Buying Equity in Companies with Debt Priced at Distressed Levels is a Losing Strategy
Quantitative asset manager, Verdad Cap, based out of Boston, has run numbers on the equity returns of leveraged companies, both investment-grade and junk, whose dollar bonds trade at distressed levels. For example, purchasing the shares of companies whose fixed-income securities trade at under 10 cents on the dollar, or between 10 and 20 cents on the dollar. The data set goes back to 1996, and Verdad’s director of credit, Greg Obenshain, has found that bondholders are rarely wrong. While there is a possibility that bondholders could be wrong, the data suggests that it’s not very often.
The dataset goes way back 1996
And this is what he found:
The point is that historically *IF* you purchased a portfolio of shares in companies whose bonds traded at under 70% of par but greater than 60% of par then you could expect to lose 54% overall.
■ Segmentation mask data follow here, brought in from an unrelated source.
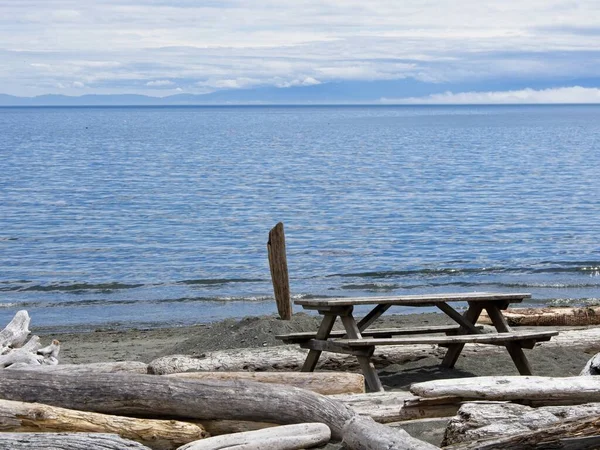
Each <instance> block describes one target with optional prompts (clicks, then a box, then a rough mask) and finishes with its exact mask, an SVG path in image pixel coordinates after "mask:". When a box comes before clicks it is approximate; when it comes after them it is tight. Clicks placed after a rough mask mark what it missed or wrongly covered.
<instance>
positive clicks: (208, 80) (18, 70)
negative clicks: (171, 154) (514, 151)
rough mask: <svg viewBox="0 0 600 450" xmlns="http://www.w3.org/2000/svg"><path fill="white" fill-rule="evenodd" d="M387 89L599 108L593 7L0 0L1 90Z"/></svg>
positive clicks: (399, 92) (399, 4) (115, 93)
mask: <svg viewBox="0 0 600 450" xmlns="http://www.w3.org/2000/svg"><path fill="white" fill-rule="evenodd" d="M394 80H404V81H407V83H405V84H404V85H403V86H405V87H404V88H399V87H397V88H395V89H390V90H389V92H387V91H385V90H384V91H385V92H383V94H382V93H381V89H379V90H377V89H375V90H374V92H377V94H376V95H377V98H376V99H374V100H375V101H377V102H381V103H513V102H516V103H519V102H531V103H552V102H559V103H561V102H566V103H569V102H576V103H578V102H582V103H586V102H600V1H598V0H580V1H566V0H489V1H484V0H411V1H407V0H390V1H384V0H369V1H356V0H327V1H325V0H323V1H318V0H295V1H293V2H286V1H281V0H271V1H261V0H252V1H250V0H223V1H201V0H170V1H169V0H122V1H118V0H97V1H88V0H77V1H71V0H62V1H56V0H0V93H3V94H10V95H17V96H26V97H30V96H37V95H42V94H64V95H74V96H78V95H84V94H143V95H150V96H157V97H164V96H168V95H174V94H181V93H188V94H206V93H211V92H216V91H223V90H242V89H261V88H265V87H273V88H289V87H303V86H306V87H310V86H317V85H323V86H324V88H327V86H329V85H343V84H344V83H357V82H364V83H368V85H369V86H371V87H373V86H377V85H378V83H379V84H380V85H381V86H387V85H386V84H385V83H386V82H387V83H388V84H389V83H390V82H391V81H394ZM408 81H410V83H408ZM414 85H418V86H420V87H425V88H426V89H420V90H419V93H418V95H414V92H413V91H412V90H411V89H412V88H411V86H414ZM398 86H399V84H398ZM374 95H375V94H374ZM349 97H351V95H349ZM351 100H352V98H349V101H351Z"/></svg>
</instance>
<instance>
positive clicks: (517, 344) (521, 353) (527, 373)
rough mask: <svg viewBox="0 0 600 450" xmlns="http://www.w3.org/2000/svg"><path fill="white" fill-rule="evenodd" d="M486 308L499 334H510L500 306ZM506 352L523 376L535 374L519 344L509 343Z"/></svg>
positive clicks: (506, 347)
mask: <svg viewBox="0 0 600 450" xmlns="http://www.w3.org/2000/svg"><path fill="white" fill-rule="evenodd" d="M484 307H485V309H486V310H487V312H488V316H489V317H490V319H491V320H492V323H493V324H494V326H495V327H496V330H498V332H499V333H508V332H510V331H511V329H510V326H509V325H508V323H507V322H506V319H505V317H504V316H503V315H502V312H501V311H500V309H498V306H496V305H494V304H486V305H485V306H484ZM506 350H508V353H509V355H510V357H511V358H512V360H513V362H514V363H515V366H516V367H517V370H518V371H519V373H520V374H521V375H531V374H532V373H533V372H532V370H531V365H530V364H529V361H528V360H527V357H526V356H525V353H524V352H523V349H522V348H521V346H520V345H519V344H518V343H516V342H507V343H506Z"/></svg>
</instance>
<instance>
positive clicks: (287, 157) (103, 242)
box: [0, 106, 600, 328]
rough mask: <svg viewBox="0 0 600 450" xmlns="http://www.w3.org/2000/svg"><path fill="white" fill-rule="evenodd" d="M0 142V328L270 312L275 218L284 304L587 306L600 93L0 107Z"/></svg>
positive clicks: (591, 297)
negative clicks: (334, 299) (438, 296)
mask: <svg viewBox="0 0 600 450" xmlns="http://www.w3.org/2000/svg"><path fill="white" fill-rule="evenodd" d="M0 138H1V139H0V174H1V177H0V199H1V203H0V325H2V324H4V323H6V322H7V321H8V320H9V319H10V317H11V316H12V315H14V313H15V312H16V311H17V310H19V309H23V308H24V309H27V310H28V311H29V313H30V315H31V316H32V321H33V322H32V323H33V325H40V326H41V325H44V326H46V325H48V326H65V327H71V326H82V327H89V328H93V327H97V326H99V325H107V324H111V325H113V326H116V325H119V324H120V325H121V326H160V325H174V324H189V323H195V322H202V321H210V320H215V319H220V318H223V317H239V316H243V315H250V314H263V313H271V312H274V311H275V306H274V302H273V300H272V290H271V286H270V278H269V269H268V263H267V259H266V241H267V235H268V231H269V229H270V228H271V227H272V226H273V225H275V224H276V223H277V222H278V221H283V222H284V223H285V227H286V235H287V245H288V263H289V266H290V274H291V284H292V291H293V294H294V296H297V297H299V296H356V295H384V294H420V293H432V292H458V291H500V292H511V291H520V292H523V291H525V292H531V293H532V294H533V297H534V298H533V300H532V302H531V303H532V304H535V305H545V304H563V303H564V304H589V303H595V302H598V301H599V300H600V240H599V236H600V220H599V219H600V218H599V214H598V212H599V210H600V209H599V207H600V183H599V182H598V180H599V178H600V106H519V107H508V106H502V107H183V108H177V107H172V108H171V107H159V108H133V107H131V108H120V107H119V108H0ZM396 312H413V311H409V310H399V311H396ZM2 326H3V325H2Z"/></svg>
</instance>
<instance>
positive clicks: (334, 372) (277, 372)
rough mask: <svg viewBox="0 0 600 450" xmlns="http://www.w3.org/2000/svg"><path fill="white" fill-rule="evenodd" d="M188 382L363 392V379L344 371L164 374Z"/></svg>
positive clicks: (364, 381)
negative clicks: (215, 381)
mask: <svg viewBox="0 0 600 450" xmlns="http://www.w3.org/2000/svg"><path fill="white" fill-rule="evenodd" d="M167 376H170V377H178V378H188V379H190V380H249V381H257V382H260V383H271V384H284V385H286V386H294V387H298V388H302V389H308V390H309V391H313V392H316V393H318V394H323V395H332V394H357V393H364V392H365V378H364V376H363V375H361V374H358V373H348V372H184V373H174V374H170V375H167Z"/></svg>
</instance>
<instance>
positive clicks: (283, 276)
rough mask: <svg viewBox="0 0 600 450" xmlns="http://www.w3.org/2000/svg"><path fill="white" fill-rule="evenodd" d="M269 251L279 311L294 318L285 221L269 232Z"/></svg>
mask: <svg viewBox="0 0 600 450" xmlns="http://www.w3.org/2000/svg"><path fill="white" fill-rule="evenodd" d="M267 251H268V254H269V267H270V269H271V281H272V282H273V292H274V294H275V301H276V303H277V311H278V312H279V317H281V318H282V319H283V320H290V319H291V318H292V301H291V297H290V281H289V277H288V269H287V257H286V254H285V234H284V232H283V223H281V222H279V223H278V224H277V225H275V227H273V229H272V230H271V231H270V232H269V242H267Z"/></svg>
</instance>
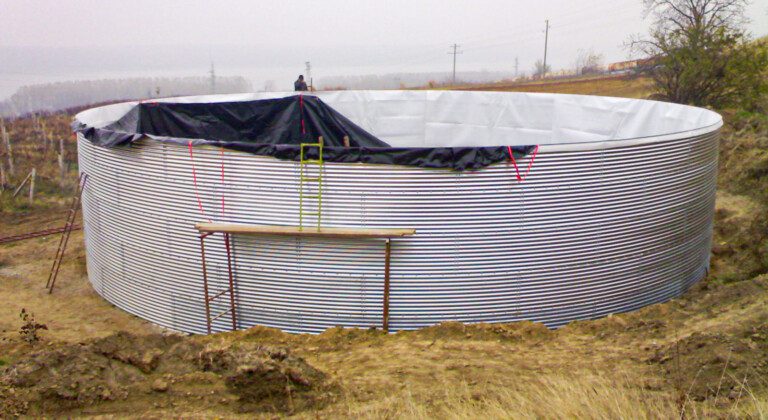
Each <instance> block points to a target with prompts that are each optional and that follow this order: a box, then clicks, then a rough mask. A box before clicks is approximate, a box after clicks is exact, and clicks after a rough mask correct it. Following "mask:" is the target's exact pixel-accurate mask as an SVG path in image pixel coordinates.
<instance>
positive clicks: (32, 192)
mask: <svg viewBox="0 0 768 420" xmlns="http://www.w3.org/2000/svg"><path fill="white" fill-rule="evenodd" d="M35 175H37V170H36V169H35V168H32V176H31V178H30V179H29V204H32V202H33V201H34V200H35Z"/></svg>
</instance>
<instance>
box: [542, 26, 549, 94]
mask: <svg viewBox="0 0 768 420" xmlns="http://www.w3.org/2000/svg"><path fill="white" fill-rule="evenodd" d="M547 41H549V19H547V20H545V21H544V68H542V69H541V78H542V79H543V78H544V77H545V76H546V75H547Z"/></svg>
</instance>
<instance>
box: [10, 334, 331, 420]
mask: <svg viewBox="0 0 768 420" xmlns="http://www.w3.org/2000/svg"><path fill="white" fill-rule="evenodd" d="M201 341H203V339H202V338H199V337H182V336H165V335H160V334H153V335H146V336H136V335H132V334H129V333H118V334H114V335H111V336H108V337H105V338H102V339H97V340H93V341H91V342H88V343H81V344H74V345H72V344H69V345H53V346H47V347H45V348H42V349H40V350H38V351H36V352H34V353H32V354H30V355H29V356H28V357H26V358H23V359H21V360H18V361H17V362H16V363H14V364H12V365H10V366H7V367H4V368H3V369H2V370H0V397H2V403H1V404H0V417H7V416H15V415H19V414H25V413H26V414H32V415H34V414H41V413H46V414H50V413H66V412H67V410H74V409H78V408H82V407H87V406H92V405H95V404H99V403H103V402H107V401H125V400H134V399H149V400H152V399H153V398H152V396H153V395H157V393H163V394H164V396H165V397H170V398H171V399H172V398H173V397H174V396H178V397H180V398H186V399H190V397H194V396H197V397H200V398H199V399H200V400H201V404H203V405H209V404H211V403H214V402H221V403H225V402H228V401H229V399H230V398H226V396H225V398H221V397H222V395H221V391H222V388H223V389H226V390H227V391H229V393H228V394H229V396H233V397H236V399H237V400H238V401H239V402H240V403H241V404H238V409H239V410H243V409H245V410H249V409H262V408H263V409H277V410H290V411H293V410H297V409H302V408H307V407H309V406H312V405H314V404H316V403H317V402H319V401H320V400H321V398H319V397H316V396H315V395H314V394H313V392H314V391H320V390H323V391H325V387H324V386H325V385H324V384H325V380H326V377H325V375H324V374H323V373H322V372H320V371H319V370H317V369H315V368H314V367H312V366H310V365H309V364H307V363H306V362H305V361H304V360H303V359H301V358H298V357H294V356H293V355H291V354H290V353H289V352H288V350H286V349H283V348H276V347H262V346H259V345H258V344H257V343H253V342H247V343H240V344H238V345H232V344H223V343H219V344H218V345H215V344H212V343H208V344H204V343H202V342H201ZM193 393H194V394H196V395H193ZM319 394H320V395H325V394H322V393H319ZM203 396H204V397H206V398H207V401H203ZM165 399H166V400H167V399H168V398H165Z"/></svg>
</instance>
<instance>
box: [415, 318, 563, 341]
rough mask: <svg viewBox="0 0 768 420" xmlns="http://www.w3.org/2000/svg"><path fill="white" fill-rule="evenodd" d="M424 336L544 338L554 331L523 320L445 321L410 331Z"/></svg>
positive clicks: (447, 336) (523, 338) (480, 338)
mask: <svg viewBox="0 0 768 420" xmlns="http://www.w3.org/2000/svg"><path fill="white" fill-rule="evenodd" d="M406 334H412V335H415V336H418V337H422V338H430V339H437V338H451V339H456V338H466V339H476V340H510V341H519V340H523V339H544V338H547V337H550V336H551V335H552V334H553V332H552V331H551V330H550V329H548V328H547V327H546V326H544V324H541V323H536V322H530V321H521V322H513V323H506V324H462V323H460V322H443V323H440V324H437V325H435V326H432V327H427V328H423V329H420V330H418V331H414V332H408V333H406Z"/></svg>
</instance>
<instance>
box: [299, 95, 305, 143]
mask: <svg viewBox="0 0 768 420" xmlns="http://www.w3.org/2000/svg"><path fill="white" fill-rule="evenodd" d="M299 114H301V134H307V129H306V127H304V95H302V94H299Z"/></svg>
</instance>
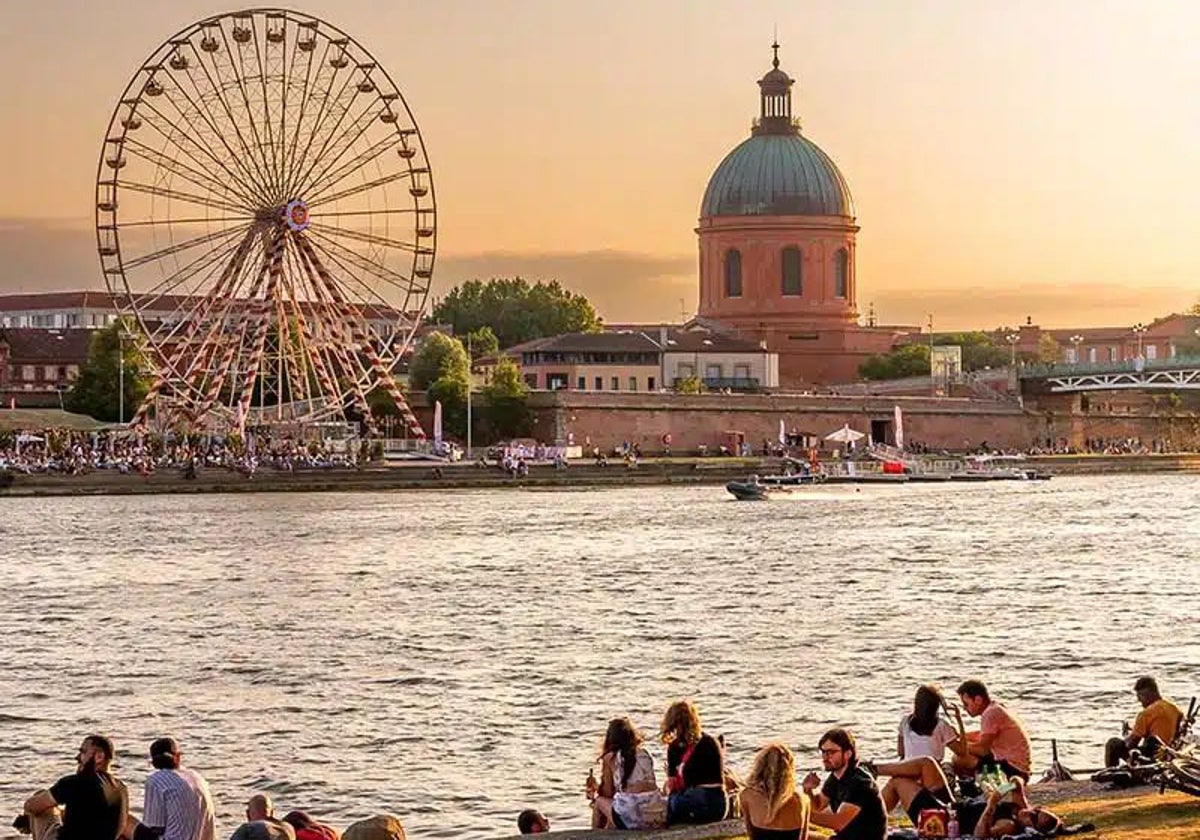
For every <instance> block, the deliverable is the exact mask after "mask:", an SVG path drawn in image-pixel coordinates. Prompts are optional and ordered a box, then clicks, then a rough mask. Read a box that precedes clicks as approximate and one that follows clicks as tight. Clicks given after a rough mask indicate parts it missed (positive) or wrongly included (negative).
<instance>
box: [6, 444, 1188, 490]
mask: <svg viewBox="0 0 1200 840" xmlns="http://www.w3.org/2000/svg"><path fill="white" fill-rule="evenodd" d="M1022 463H1024V466H1027V467H1030V468H1034V469H1038V470H1040V472H1045V473H1049V474H1051V475H1110V474H1121V473H1126V474H1139V473H1200V454H1188V455H1051V456H1036V457H1030V458H1027V460H1026V461H1025V462H1022ZM778 464H779V461H778V458H758V457H750V458H734V457H703V458H701V457H690V458H684V457H678V458H646V460H643V461H641V462H640V463H638V464H637V466H636V467H626V466H625V464H624V463H622V462H619V461H613V462H612V463H610V464H608V466H606V467H598V466H595V464H594V463H592V462H590V461H588V462H576V463H572V464H571V466H570V467H568V468H566V469H556V468H553V467H552V466H550V464H538V466H534V467H530V468H529V474H528V475H524V476H521V478H512V476H510V475H508V474H506V473H504V472H502V470H500V469H498V468H496V467H487V468H485V467H479V466H476V464H467V463H455V464H444V463H437V462H404V463H400V464H379V466H374V464H372V466H368V467H364V468H361V469H298V470H295V472H292V473H288V472H282V470H274V469H264V470H259V472H258V473H256V474H254V475H253V476H246V475H242V474H240V473H235V472H229V470H224V469H204V470H200V473H199V475H197V476H196V478H194V479H187V478H185V476H184V474H182V470H180V469H163V470H160V472H157V473H155V474H152V475H149V476H143V475H136V474H126V475H121V474H119V473H114V472H95V473H88V474H85V475H44V474H34V475H24V474H19V473H18V474H12V475H11V478H12V482H11V485H8V486H4V485H5V484H6V482H5V481H2V480H0V496H109V494H112V496H128V494H140V493H253V492H306V493H312V492H346V491H394V490H396V491H398V490H437V488H442V490H486V488H498V487H514V488H526V490H538V488H547V487H575V488H588V487H629V486H638V485H646V486H671V485H684V486H686V485H724V484H725V482H727V481H731V480H742V479H745V478H746V475H748V474H750V473H760V474H767V473H770V472H773V470H775V469H778ZM4 478H5V476H0V479H4Z"/></svg>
But that’s on a portfolio basis. So some will do well whilst others will do poorly.
This looks bad, but at least we can understand what retail is trying to do here: “buy cheap equities that the market hates.”
Buying stocks of heavily indebted companies is normally a bad strategy even if the stock is trading at a very low level. You might hope that a knight in shining armour would launch an opportunistic bid but bidders rarely buy the equity of companies that are in financial distress, they buy the debt. Who wants to takeover a company with losses and cash burn? Ask Mike Ashley of Frasers Group PLC, he knows that now, although it cost him £150m to learn that lesson with Debenhams. I would advise anyone who doesn’t know what covenants are not to invest in companies that have large amounts of debt!